Depuis le déclenchement des hostilités directes entre Israël, les États-Unis et l’Iran à la fin du mois de février, le territoire israélien essuie des frappes régulières. Alors que le bilan humain et matériel s’alourdit, le climat intérieur de l’État hébreu connaît une transformation radicale, marquée par une ferveur militaire qui réduit drastiquement l’espace accordé à la dissidence.
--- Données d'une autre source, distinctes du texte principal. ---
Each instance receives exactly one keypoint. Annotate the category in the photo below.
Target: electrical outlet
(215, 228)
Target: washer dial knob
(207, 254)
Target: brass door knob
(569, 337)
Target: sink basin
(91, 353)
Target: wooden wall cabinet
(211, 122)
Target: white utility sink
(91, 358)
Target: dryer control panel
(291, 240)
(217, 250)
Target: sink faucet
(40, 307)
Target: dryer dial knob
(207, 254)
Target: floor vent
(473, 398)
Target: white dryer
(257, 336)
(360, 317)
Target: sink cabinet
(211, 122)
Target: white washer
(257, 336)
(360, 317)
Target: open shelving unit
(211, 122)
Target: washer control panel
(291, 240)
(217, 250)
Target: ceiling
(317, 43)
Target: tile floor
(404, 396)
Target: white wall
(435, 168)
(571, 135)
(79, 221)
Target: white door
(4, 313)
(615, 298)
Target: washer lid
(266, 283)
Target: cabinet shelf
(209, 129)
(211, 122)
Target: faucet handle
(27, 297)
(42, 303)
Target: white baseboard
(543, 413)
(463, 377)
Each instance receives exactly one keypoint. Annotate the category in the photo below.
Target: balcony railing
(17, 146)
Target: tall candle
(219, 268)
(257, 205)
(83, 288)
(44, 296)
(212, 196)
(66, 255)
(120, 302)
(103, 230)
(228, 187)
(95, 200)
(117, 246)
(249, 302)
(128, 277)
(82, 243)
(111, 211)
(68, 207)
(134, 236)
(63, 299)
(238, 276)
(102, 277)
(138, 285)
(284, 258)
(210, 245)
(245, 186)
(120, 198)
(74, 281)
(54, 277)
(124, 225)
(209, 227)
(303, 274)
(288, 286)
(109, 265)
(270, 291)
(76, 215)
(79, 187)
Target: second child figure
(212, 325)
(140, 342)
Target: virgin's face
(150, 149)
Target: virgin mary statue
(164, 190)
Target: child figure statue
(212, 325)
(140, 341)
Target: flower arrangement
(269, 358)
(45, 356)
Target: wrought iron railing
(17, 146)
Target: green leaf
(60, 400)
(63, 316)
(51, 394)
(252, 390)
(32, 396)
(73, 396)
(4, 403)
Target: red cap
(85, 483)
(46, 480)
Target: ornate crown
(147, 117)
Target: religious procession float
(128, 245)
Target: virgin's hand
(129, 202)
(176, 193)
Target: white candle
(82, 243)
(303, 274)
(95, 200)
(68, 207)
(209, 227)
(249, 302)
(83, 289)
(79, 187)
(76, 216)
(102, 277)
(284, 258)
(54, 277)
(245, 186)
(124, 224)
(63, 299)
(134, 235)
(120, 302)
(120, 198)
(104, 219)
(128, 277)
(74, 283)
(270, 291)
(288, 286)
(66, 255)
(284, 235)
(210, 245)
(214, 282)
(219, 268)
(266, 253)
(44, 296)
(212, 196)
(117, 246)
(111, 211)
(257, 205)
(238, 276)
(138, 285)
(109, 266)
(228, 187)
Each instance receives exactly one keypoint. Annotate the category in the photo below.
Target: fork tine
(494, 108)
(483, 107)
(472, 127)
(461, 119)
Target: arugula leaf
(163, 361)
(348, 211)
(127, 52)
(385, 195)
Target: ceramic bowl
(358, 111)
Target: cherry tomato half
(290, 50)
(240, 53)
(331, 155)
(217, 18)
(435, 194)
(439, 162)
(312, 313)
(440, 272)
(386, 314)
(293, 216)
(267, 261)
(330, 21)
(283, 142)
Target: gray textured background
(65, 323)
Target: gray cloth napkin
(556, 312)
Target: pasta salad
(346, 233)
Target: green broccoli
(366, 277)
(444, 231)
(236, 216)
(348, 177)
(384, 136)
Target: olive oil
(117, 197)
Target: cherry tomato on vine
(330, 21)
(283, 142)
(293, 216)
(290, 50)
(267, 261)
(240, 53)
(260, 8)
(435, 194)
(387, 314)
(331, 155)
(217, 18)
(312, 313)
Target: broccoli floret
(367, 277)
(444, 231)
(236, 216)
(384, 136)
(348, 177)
Officiellement, onze Israéliens ont perdu la vie dans les attaques iraniennes depuis le 28 février. Téhéran affirme avoir ciblé des sites militaires, l’aéroport Ben Gourion, Haïfa, ainsi que le bureau du Premier ministre Benjamin Netanyahu — une revendication qualifiée de « fausses informations » par les autorités israéliennes. Malgré l’impact direct de ces tirs de missiles et de drones iraniens, la population affiche une adhésion massive à l’escalade militaire. Selon les données relayées par Al Jazeera, une enquête de l’Institut de la démocratie israélienne (IDI) indique que 93 % des Israéliens juifs soutiennent les frappes contre l’Iran. Le Premier ministre, historiquement clivant, bénéficie quant à lui d’un taux d’approbation de 74 %.
Cette dynamique s’accompagne d’une rhétorique officielle martiale. S’exprimant sur le site d’une frappe à Jérusalem-Ouest, Benjamin Netanyahu a comparé les Iraniens à Amalek, l’ennemi biblique que les Juifs avaient reçu l’ordre divin d’effacer de la surface de la terre. Dans ce contexte, les voix appelant à la paix font l’objet d’une répression physique et psychologique. Itamar Greenberg, un militant anti-guerre de 19 ans, rapporte avoir été passé à tabac et fouillé à nu illégalement par la police lors d’une manifestation, en plus d’être visé par une campagne de haine en ligne. Il y a six mois, des gardiens de prison l’avaient menacé de lui graver une étoile de David sur le visage en raison de son opposition à la guerre à Gaza.
Le phénomène dépasse les seuls militants associatifs pour atteindre la sphère politique. Le député Ofer Cassif, membre du parti de gauche Hadash, a confié à Al Jazeera être davantage inquiet face au risque d’agression physique par des fascistes qu’à la menace des missiles. Les opposants sont fréquemment accusés de soutenir le régime de Téhéran. Une allégation réfutée par le parlementaire, qui rappelle que les dirigeants israéliens soutenaient autrefois le Shah d’Iran, qu’il décrit comme un dictateur meurtrier au même titre que le régime actuel.
Pour l’analyste politique Ori Goldberg, basé près de Tel-Aviv, la société israélienne s’apparente désormais à un groupe engagé dans une guerre sainte, dépourvu de toute capacité de dialogue. Les militants pour la paix y sont traités avec le même mépris que des partisans de la théorie de la Terre plate, illustrant l’absence de juste milieu dans le débat public.